Bosco in città
È stato semplice, mi sono inginocchiato sulla terra battuta nel boschetto dietro la concessionaria di auto, tra i palazzi di 10 piani del quartiere popolare, gli alberi e la penombra della notte mi riparavano dagli sguardi indiscreti e le auto entravano e uscivano dal parcheggio come in un carosello televisivo di tanti anni fa. Appoggiato alla ramina che divide il sentiero da un’area industriale abbandonata ho visto un ragazzo arabo, avrà avuto trent’anni, jeans e anfibi nei, un giubbotto di pelle aperto sulla maglietta bianca; l’uccello già fuori dai pantaloni. Se lo menava lentamente guardandosi intorno. Leggermente stempiato ma con una bella barba nera, si scappellava ritmicamente un cazzo notevole, saranno stati almeno 25 centimetri di buona carne e, per una troia come me, una irresistibile tentazione.

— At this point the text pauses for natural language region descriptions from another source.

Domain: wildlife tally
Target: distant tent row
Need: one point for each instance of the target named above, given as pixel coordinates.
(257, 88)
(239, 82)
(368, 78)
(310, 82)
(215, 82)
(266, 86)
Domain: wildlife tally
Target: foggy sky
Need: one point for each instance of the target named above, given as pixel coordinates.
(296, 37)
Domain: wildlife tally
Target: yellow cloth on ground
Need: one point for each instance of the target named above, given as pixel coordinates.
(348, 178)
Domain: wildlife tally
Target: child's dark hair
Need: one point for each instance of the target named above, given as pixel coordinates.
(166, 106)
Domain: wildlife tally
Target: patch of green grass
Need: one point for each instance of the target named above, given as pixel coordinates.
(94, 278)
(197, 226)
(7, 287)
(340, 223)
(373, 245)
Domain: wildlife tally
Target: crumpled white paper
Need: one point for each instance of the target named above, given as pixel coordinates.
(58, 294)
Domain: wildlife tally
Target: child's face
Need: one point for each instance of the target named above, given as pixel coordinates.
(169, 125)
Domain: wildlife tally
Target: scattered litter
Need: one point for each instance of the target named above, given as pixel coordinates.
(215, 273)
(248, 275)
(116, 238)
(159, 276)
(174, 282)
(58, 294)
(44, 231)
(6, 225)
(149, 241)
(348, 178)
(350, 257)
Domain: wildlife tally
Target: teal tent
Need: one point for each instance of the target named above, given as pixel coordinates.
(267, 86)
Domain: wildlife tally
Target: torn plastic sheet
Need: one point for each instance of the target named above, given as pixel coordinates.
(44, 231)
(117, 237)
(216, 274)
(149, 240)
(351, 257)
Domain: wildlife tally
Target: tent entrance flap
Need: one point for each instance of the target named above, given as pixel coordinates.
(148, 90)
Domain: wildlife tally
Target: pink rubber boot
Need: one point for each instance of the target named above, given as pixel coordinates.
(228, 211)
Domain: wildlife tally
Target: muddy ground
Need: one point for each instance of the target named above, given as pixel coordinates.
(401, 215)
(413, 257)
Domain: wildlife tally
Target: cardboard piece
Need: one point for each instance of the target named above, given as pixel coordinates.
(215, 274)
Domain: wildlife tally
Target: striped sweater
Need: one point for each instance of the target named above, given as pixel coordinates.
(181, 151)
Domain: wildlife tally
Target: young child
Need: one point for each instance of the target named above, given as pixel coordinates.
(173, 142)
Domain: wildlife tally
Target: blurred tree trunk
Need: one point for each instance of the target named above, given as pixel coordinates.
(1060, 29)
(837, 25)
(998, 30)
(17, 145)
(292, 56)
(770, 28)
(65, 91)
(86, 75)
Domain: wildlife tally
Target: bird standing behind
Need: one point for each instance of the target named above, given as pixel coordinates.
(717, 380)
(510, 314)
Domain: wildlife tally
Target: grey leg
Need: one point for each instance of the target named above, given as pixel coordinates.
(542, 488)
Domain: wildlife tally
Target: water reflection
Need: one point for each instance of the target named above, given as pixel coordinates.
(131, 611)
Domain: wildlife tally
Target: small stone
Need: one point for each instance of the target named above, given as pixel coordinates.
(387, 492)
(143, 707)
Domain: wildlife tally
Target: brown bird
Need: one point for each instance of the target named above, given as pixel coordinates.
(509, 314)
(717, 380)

Non sono giovane ma mi tengo bene, quando vado a caccia mi metto sempre un paio di mutandine brasiliane e al collo una striscia di cuoio, un collare che di solito uso per il mio cane. Sono una cagna, lo so; rasato e disposto a qualunque cosa pur di avere un cazzo nel culo. Ho imparato bene la lezione, so qual è il mio posto e per questo sono in ginocchi davanti all’arabo…non faccio nulla, apro la bocca a pochi centimetri dal suo cazzo e guardo verso l’alto. Sento l’umido della terra sulle ginocchia e lo sguardo sorridente delle poche persone che passeggiano in cerca di felicità. Alcune sono vacche da monta, altri sono ragazzi pieni di ormoni, altri ancori vecchi maiali in cerca di buchi da tappare.
Tiro fuori la lingua e aspetto…l’arabo continua a segarsi lentamente e mette la mano sinistra dietro la mia testa, la spinge leggermente verso il suo membro barzotto. Deglutisco a vuoto, l’odore di cazzo mi inebria, cazzo bello, pulito, pronto…lo infilo fino in fondo, per quello che posso, fino alla gola, freno l’urto di *****o e mi stacco piano…mi piace così, che mi costringano, che mi scopino in gola, che mi devastino la faccia di sputi e di saliva…ma ora siamo solo all’inizio, ho voluto mostrargli cosa so fare. Il cazzo non è ancora duro e non sono riuscito a ingollarlo tutto, continuo a guardarlo in volto dal basso e gli accarezzo le gambe sopra i pantaloni, dolcemente su e giù fino ad afferragli le chiappe e a spingerle verso di me. Il cazzo sprofonda nella mia gola di nuovo, lui ha capito e con la mano spinge la testa fino in fondo, alla radice del suo uccello.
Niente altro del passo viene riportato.